2点目が自己肯定感の欠如です。学校で他人と比べられ、尻を叩かれてきた若者は「自分にはこれができるんだ」と自信を持つことができなくなってきているのではないでしょうか。本来であれば、勉強の得意な子もいれば、スポーツが得意な子もいて、さらに仲間と仲良くできる子、親切な子、すごく気が利いてお手伝いが得意な子――など多様な良さがあるにもかかわらず、その子の良さを認めるのではなく、点数や順位を比べ、尻を叩く。こうした傾向が自己肯定感の欠如につながっているのだと思います。

私のところに相談に訪れる学生の中にも、私に何かを決めてもらいたい、あるいは相談することで安心を得たいといった依存的な学生も見受けられます。

こうした学生が増えるなか、私が大学で心がけていることをお話しましょう。相談として多いのは就職に関するものですが、私自身は就職活動は通過点に過ぎないと考えています。確かに学生がいい会社に就職できることは望ましいことかもしれませんが、大事なのはその先にあります。

相談に訪れた学生に対して、私のほうからすぐに答えを出したり、アドバイスを与えたりすることはありません。逆にこちらから「あなたはどう考えるんですか?」「あなたはどうしたいんですか?」と質問を投げかけます。これはまさにカウンセリングの手法です。この問いかけに対して、学生は大抵ある程度の答えを持っているものです。

自己を知り、企業との接点を知ることが重要

自己理解も大切です。学生もわかっていると思いますが、これが就職活動を行う上で一番のポイントではないでしょうか。ですから、大学では「自己理解セミナー」を毎年春と秋に開催しています。私は「キャリア」を「自分らしく生き、働く」と定義しており、セミナーではその前提として、自分を知ってもらうことを目的としています。そこでポイントになるのは「あなたがやりたいことはなんですか」、あるいは「あなたの働く意味や意義はどこにあるのですか」を自分と向き合いながら考えてもらい、仲間と共有することで、気づきを深めてもらいます。この手法はセミナーだけではなく、学生の相談にも活用しています。

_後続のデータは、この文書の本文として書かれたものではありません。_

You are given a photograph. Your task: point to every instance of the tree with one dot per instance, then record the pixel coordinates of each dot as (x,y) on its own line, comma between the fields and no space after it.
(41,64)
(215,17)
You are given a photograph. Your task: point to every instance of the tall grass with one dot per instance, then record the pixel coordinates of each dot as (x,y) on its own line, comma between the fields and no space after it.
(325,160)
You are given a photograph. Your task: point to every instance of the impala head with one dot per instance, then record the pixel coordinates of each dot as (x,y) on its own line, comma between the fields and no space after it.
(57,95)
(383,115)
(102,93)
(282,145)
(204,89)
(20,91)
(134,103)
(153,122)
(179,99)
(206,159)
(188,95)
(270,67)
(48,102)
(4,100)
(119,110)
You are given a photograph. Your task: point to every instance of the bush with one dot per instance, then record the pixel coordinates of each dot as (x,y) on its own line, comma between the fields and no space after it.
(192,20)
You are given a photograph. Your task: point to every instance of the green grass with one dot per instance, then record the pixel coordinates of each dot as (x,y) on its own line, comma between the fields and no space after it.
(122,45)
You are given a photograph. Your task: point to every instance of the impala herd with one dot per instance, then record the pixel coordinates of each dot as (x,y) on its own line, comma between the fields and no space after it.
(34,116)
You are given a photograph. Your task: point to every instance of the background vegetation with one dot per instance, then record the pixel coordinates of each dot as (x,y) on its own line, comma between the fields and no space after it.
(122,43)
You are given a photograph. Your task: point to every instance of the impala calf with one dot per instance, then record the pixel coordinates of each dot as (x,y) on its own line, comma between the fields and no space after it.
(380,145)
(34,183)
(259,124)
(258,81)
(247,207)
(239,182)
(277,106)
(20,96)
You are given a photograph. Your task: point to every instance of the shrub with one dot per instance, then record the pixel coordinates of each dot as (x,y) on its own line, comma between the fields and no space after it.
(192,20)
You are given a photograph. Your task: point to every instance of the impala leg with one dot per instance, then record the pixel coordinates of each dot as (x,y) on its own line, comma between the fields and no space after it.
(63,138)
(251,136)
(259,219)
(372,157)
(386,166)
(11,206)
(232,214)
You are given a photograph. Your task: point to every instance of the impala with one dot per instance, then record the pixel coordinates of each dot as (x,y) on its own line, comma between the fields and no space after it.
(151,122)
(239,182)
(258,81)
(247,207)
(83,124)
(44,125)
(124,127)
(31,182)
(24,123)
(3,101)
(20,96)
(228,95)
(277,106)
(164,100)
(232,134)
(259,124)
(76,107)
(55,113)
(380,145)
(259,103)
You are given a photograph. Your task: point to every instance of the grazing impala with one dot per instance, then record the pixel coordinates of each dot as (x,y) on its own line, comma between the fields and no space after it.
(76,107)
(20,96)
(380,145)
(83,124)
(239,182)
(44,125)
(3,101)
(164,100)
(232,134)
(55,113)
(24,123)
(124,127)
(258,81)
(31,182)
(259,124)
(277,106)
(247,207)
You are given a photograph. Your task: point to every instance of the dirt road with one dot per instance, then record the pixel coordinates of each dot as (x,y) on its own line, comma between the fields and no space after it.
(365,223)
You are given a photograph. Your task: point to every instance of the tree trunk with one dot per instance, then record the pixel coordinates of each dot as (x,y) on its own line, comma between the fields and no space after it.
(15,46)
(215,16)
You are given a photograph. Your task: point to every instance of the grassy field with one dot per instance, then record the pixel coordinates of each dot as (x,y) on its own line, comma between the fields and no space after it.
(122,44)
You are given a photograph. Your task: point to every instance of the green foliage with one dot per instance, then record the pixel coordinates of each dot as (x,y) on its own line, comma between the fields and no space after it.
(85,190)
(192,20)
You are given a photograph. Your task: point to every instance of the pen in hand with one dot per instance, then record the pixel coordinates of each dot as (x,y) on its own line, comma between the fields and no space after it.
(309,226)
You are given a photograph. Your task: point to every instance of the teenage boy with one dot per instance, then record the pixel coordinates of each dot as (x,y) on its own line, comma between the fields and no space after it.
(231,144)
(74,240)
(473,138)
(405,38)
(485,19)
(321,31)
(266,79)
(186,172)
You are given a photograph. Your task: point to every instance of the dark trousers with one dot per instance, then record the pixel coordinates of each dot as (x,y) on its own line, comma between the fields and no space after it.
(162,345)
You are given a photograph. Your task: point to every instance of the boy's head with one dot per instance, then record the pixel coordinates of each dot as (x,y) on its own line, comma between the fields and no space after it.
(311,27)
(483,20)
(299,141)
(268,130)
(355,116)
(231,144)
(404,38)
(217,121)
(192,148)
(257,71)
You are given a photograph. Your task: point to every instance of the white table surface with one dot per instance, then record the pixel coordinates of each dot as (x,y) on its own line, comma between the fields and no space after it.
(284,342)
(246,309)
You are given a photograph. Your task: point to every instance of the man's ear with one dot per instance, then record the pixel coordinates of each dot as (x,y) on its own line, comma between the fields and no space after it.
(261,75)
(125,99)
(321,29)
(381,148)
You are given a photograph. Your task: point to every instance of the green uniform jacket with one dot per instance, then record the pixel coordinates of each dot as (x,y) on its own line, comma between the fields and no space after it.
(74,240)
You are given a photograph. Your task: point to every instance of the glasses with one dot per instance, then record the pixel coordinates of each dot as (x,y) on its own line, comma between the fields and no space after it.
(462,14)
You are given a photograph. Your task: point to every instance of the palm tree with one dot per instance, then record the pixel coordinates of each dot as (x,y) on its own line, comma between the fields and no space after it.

「やりたいことが見えない」という人にはJILPTの「キャリアマトリックス」を勧めています。学生にキャリアマトリックスの結果を持ってきてもらって、相談に乗っています。

学生にやりたくないことを聞くのも1つの方法です。やりたくないことを聞きながら、消去法でやりたいことを見つけるものです。

就職活動では自分を知ると同時に、企業を知ることも大切です。自己理解では、やりたいこと、自分を活かすもの、できること、得意なこと、さらに自分の性格や行動に表れる長所などを明らかにしますが、それらと企業の持つ理念やビジョン、そして、それらが現れた商品やサービス、さらには企業独自の歴史、文化、風土などとの接点を見出す必要があります。

学生に対しては「企業のどこに着目していますか。そこにあなたとの接点を見出せましたか」と質問します。そのうえで、「企業との間に接点がなければ、オリジナルの志望動機は語れないよ」と指導しています。

企業との接点を見出すためには自己理解が重要です。自己理解が進んだら、今度は企業研究の大切さを説く――このような順序で学生の支援を進めています。

コミュニケーションの大切さを学生に伝えるため、大学内では挨拶など「声がけ」を実践しています。コミュニケーション能力とは、まずは人の話をしっかりと聞く力のことです。そのうえで、自分の言葉で意見が語れることが重要です。コミュニケーションの場をつくるためには、まず、自分から声をかけることが必要なので、私は挨拶の大切さをできる限り実践しようと考えています。講義や就職相談で出会ったことがある人をキャンパスで見かければ「こんにちは。その後どうしてる?」と積極的に声をかけています。

講義は、先ほどご紹介した自己理解セミナーも含め、ワークショップ形式で行っています。私自身が話の切り口を提供することで、学生たちが自分で考え、それを仲間と共有することで気づきを深めてもらっています。

最後に信頼関係を構築することの大切さについて、お話したいと思います。先日、私が支援している企業のマネージャーから「今の若者は叱るとすぐに辞めてしまう恐れがある」という話を聞きました。

褒めたり、叱ったりしたことを相手に受けとめてもらうには、信頼関係をつくらなければなりません。とくに叱る場合は、叱るほうも辛い思いをするものです。そんな思いが相手に伝わるような信頼関係を構築する必要があると思います。

そのためには私たちは若者に声がけをしたり、若者のいい所を認めてあげたり、思いを引き出したりすることが大切なのではないかと思います。

若者に「背中を見せる」ことの大切さ

それからもう1点、今こそ大人や先輩が率先して実践する、あるいは「背中を見せる」ときではないかということです。今の若者はモデルを持っているのでしょうか。親や学校の教師、大学生であればサークルの先輩や講師、企業に入れば上司や先輩などがモデルになれば、若者は「あの人のように頑張ろう」「あの人のように活き活きと働きたいな」と考えるのではないでしょうか。一人ひとりの力は限られていますが、みんなが背中をみせつつ努力することが今とても大切なのではないかと思います。